Brand loyalty is mainly driven by habit, according to a study by consumer insight group BrandHook.
The study surveyed 1,000 respondents and found the daily habits of 46% of consumers drive their shopping choices.
“Our behaviour is ritualistic and repetition is central to everyday life,” the study found.
It found consumers are not making conscious decisions about purchasing when habit is driving behaviour.
BrandHook recommends targeting consumers at times when they are vulnerable and open to change, such as when they move house, get married, have a baby or form a new relationship.
This is the time that consumers are open to forming new habits which they will then stick with.
The study found mothers in particular create a lot of habits to get by in life and are very brand loyal, with 65% of mothers agreeing that when they find a brand or product they like, they are loyal to it.
But Michel Hogan, independent brand advocate with Brandology, told SmartCompany she “fundamentally disagrees” that people are loyal to brands out of habit rather than any real rational reason.
“I always take these surveys with a grain of salt, I don’t consider inertia as loyalty,” she says.
“I will go out of my way to find a product that I like to use and I want to be part of: that is not inertia, that is really valuing what that product is giving me and that is the basis of brand loyalty.”
Hogan is also dismissive of BrandHook’s advice to target marketing at certain stages of life.
“Quite often that marketing that targets a time of people’s life doesn’t have that much to do with brand, it is just a marketing strategy, it is marketers trying to key into something that is going on anyway,” she says.

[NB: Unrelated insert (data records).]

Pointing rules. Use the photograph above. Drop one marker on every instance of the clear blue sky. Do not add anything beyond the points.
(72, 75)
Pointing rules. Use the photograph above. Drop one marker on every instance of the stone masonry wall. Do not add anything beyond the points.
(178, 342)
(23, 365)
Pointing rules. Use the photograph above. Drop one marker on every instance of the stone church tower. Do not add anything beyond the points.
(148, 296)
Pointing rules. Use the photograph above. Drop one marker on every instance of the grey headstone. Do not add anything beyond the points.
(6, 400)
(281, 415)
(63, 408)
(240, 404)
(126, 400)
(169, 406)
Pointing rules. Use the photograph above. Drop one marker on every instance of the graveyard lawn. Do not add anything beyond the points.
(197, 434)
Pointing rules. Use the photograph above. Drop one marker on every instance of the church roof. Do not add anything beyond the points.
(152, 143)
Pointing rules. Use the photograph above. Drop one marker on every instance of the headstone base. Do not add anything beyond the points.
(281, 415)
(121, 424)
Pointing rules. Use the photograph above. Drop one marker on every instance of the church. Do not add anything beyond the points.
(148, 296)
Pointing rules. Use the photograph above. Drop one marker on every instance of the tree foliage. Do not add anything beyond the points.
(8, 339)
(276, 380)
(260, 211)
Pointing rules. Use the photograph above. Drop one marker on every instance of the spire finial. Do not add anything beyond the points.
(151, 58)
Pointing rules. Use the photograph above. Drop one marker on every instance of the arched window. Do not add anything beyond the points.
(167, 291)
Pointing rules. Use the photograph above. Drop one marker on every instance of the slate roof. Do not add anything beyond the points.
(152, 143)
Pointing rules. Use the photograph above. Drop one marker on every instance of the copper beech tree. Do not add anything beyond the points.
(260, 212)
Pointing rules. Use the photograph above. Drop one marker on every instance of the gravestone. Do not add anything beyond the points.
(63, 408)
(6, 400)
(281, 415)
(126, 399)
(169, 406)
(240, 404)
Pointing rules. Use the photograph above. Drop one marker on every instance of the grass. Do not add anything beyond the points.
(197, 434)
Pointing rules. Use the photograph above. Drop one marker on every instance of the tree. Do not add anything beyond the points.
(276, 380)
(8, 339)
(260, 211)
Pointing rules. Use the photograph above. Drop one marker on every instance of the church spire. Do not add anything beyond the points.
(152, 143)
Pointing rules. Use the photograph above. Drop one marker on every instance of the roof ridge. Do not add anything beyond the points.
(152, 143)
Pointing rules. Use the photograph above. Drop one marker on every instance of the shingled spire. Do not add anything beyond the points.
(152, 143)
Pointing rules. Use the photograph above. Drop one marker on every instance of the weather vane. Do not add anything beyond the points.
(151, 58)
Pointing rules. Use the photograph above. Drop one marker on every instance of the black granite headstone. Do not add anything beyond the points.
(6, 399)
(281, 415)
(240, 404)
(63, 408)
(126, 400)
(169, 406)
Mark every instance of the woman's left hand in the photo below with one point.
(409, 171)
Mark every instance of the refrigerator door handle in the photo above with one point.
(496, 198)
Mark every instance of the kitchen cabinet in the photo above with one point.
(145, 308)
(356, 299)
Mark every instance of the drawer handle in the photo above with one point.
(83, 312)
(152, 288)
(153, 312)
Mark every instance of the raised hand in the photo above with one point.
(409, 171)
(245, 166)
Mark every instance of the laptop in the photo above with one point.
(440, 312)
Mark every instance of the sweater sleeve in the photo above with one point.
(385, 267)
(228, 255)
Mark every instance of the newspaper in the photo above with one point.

“Marketing is the conduit for how that stuff is communicated but that is not changing the promises that they are making, or changing the things the organisation is doing, which is what drives brand loyalty.”
Hogan’s tip for small businesses that want to generate brand loyalty are simple.
“Figure out what you can do, communicate that to your customers and then do it; that is the basis of loyalty,” she says.
“What you do to drive loyalty depends on what sort of business you are, there is no set guideline for you.”